GESPRÄCH AM MORGEN
: Kein Unmensch

Und es hätte schließlich nie Probleme gegeben

Die Tochter ist krank. Nach zwei Stunden Betonschlaf geht der Wecker los. Im Spiegel sehe ich aus wie jemand, den ich nicht sehen möchte. Es gibt kein Warmwasser mehr. Auch als ich den Sicherungsschalter wieder hochlege, springt der Durchlauferhitzer nicht an.

Ich rufe bei der Hausverwaltung an, und der Mann fragt, wie lange ich in der Wohnung wohnen würde und ob ich die Wartungsbelege hätte. Habe ich nicht. Nun ja, sagt der Mann recht fröhlich, dann müssen Sie einen neuen Boiler kaufen. Okay, sage ich, ich kaufe den Boiler und wenn ich mal ausziehe, nehme ich den in die nächste Wohnung mit. Nein, nein, sagt der Vermieter, das natürlich nicht. Entschuldigen Sie mal, sage ich, das ist mein Boiler, mit dem kann ich machen, was ich will. Na ja, lenkt er sehr ernst ein, er sei kein Unmensch und möchte mit den Mietern gut auskommen, und es hätte schließlich nie Probleme gegeben, so ein Ding würde ungefähr 1.400 Euro kosten. Ich möchte Sie ungern unterbrechen, sage ich, aber das ist mir wirklich zu dämlich.

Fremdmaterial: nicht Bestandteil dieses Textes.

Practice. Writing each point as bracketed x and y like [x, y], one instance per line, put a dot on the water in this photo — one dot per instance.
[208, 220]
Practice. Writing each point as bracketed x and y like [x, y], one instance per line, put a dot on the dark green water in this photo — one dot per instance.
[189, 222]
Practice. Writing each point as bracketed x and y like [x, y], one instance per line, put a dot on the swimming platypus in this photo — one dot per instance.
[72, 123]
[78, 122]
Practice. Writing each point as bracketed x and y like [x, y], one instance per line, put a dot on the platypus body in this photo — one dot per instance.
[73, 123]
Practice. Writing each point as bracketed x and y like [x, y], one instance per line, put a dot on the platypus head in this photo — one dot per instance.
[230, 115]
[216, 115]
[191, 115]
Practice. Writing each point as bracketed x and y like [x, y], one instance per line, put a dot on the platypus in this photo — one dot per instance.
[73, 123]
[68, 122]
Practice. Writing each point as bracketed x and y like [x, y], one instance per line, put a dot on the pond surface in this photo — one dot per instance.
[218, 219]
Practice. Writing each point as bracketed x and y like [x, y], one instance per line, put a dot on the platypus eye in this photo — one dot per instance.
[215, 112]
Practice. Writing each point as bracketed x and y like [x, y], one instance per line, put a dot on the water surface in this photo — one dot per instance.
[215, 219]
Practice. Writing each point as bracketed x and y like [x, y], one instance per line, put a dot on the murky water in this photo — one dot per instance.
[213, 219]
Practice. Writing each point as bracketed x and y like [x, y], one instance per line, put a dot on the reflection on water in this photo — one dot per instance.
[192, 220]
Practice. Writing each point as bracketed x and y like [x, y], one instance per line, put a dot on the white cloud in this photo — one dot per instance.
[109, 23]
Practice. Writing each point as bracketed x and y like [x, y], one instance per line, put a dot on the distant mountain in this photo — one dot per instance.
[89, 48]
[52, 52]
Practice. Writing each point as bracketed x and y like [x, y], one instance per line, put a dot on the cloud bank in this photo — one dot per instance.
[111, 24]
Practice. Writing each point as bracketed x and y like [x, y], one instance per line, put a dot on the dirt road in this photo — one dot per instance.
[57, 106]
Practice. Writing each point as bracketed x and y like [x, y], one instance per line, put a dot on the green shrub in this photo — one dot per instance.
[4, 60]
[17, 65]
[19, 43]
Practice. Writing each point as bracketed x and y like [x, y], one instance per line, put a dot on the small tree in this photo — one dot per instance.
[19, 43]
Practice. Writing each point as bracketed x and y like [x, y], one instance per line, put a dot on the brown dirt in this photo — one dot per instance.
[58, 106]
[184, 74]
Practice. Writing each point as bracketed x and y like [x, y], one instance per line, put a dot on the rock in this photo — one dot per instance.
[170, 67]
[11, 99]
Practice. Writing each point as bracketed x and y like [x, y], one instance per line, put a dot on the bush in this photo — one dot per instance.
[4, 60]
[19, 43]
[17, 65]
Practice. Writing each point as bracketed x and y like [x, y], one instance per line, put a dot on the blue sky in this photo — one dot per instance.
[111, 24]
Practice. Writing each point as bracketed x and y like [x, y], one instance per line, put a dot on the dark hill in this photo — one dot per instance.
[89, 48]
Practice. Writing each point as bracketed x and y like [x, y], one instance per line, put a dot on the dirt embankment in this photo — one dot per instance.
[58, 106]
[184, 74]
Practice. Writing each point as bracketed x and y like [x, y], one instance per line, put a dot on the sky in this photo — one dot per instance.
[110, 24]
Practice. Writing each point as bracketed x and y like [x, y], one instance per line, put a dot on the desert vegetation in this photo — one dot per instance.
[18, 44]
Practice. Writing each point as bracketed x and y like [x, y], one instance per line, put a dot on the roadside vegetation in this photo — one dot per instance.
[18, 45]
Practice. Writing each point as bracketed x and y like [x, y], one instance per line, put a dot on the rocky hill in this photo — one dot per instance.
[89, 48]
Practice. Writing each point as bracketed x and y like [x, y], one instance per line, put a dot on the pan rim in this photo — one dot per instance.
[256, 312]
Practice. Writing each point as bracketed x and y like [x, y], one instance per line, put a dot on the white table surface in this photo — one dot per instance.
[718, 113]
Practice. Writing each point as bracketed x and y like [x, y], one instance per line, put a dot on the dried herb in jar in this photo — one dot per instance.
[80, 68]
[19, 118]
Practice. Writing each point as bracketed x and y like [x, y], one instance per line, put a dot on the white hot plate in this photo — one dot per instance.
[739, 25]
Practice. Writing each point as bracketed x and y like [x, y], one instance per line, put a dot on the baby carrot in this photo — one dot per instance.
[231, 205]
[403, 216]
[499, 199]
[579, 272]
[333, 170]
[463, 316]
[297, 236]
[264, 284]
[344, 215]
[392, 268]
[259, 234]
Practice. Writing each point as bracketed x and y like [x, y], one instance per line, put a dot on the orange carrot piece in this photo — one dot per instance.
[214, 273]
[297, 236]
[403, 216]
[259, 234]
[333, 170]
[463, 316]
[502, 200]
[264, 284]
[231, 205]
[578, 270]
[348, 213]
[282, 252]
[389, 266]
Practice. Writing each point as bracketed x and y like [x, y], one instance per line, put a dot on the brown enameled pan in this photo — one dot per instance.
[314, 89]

Schicken Sie unverzüglich Handwerker vorbei oder ich besuche meine Freunde vom Mieterverein, die wohnen direkt gegenüber, da kann ich auch gleich duschen.

Wenn ich mit Hausverwaltungen telefoniere und das Wort Mieterverein ins Gespräch bringen muss, weicht der eigennützigen Aggression meist eine eigennützige Freude, das Beste für alle Beteiligten herbeiführen zu wollen. Nun will der Vermieter mit einer Firma telefonieren und sich gleich zurückmelden.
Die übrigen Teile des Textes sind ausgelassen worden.